The notification has to be made as soon as reasonably possible after the discovery of the compromise, considering the needs of law enforcement or any measures necessary to determine the scope of the compromise and to restore the integrity of the responsible party’s information system. The responsible party may only delay notification of the data subject if a public body responsible for the prevention, detection or investigation of offenses or the Information Regulator, determines it will impede a criminal investigation.
The notification must be in writing and must be communicated either via email or posted to the data subject’s last known address. The notification could also be placed in a prominent position on the website of the responsible party, published in the media, or as directed by the Information Regulator. It must provide sufficient information to allow the data subject to take protective measures against the potential consequences of the compromise.
In addition, the Information Regulator may direct a responsible party to publicize, in any manner specified, the fact of any compromise to the integrity or confidentiality of personal information, if there are reasonable grounds to believe that such publicity would protect a data subject.
An organization that is involved in a data breach situation may also be subject to an administrative fine, penalty or sanction, or civil actions and/or class actions.

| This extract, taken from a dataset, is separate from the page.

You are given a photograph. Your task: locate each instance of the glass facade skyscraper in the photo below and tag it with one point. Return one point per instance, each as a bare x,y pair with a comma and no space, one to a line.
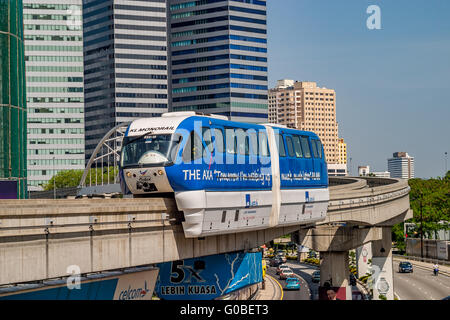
54,62
13,113
219,58
125,53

In 2020, Ghana similarly passed its Cybersecurity Act 2020, to oversee the country’s response to the prevention and management of cybersecurity incidents. The Act establishes the Cyber Security Authority and provides for the protection of the critical information infrastructure of the country. The Act also regulates cybersecurity activities, oversees the protection of children on the internet and seeks to develop Ghana’s cybersecurity ecosystem.
Cybersecurity and Personal Data Convention
However, data privacy laws, which govern amongst other things, data security and breaches, are currently present in less than half of African countries. Regionally, the Southern African Development Community and the Economic Community of West African States have data protection policies in place and the continent is also covered by the Convention of the African Union on Cybersecurity and Personal Data (2014) (Convention). As of May 2020, the Convention had only been ratified by eight out of 55 AU members (Angola, Ghana, Guinea, Mauritius, Mozambique, Namibia, Rwanda and Senegal), while 14 countries had signed but not ratified it. South Africa, Kenya and Nigeria have not yet signed the Convention.
Legislation governing the digital economy is essential to protect African citizens in terms of both their digital privacy rights and cybersecurity threats, while at the same time also ensuring that their online freedoms are not threatened. The AU has been encouraging its member states to sign the Convention and implement balanced local legislation that is fully enforceable and that respects human rights.
To facilitate this process, consultations with stakeholders in government, businesses (local and international) and organizations representing wider society, would ensure a balanced approach during the drafting of these laws. International legislation should be considered alongside local laws, given the borderless nature of the online environment, and consulting with technology experts on policy means that due consideration can be given to the specific nature of this rapidly developing sector. Considering the current rapid move to digitally-focused business models, the implementation of these legal protections and guidance has become urgent for all African countries.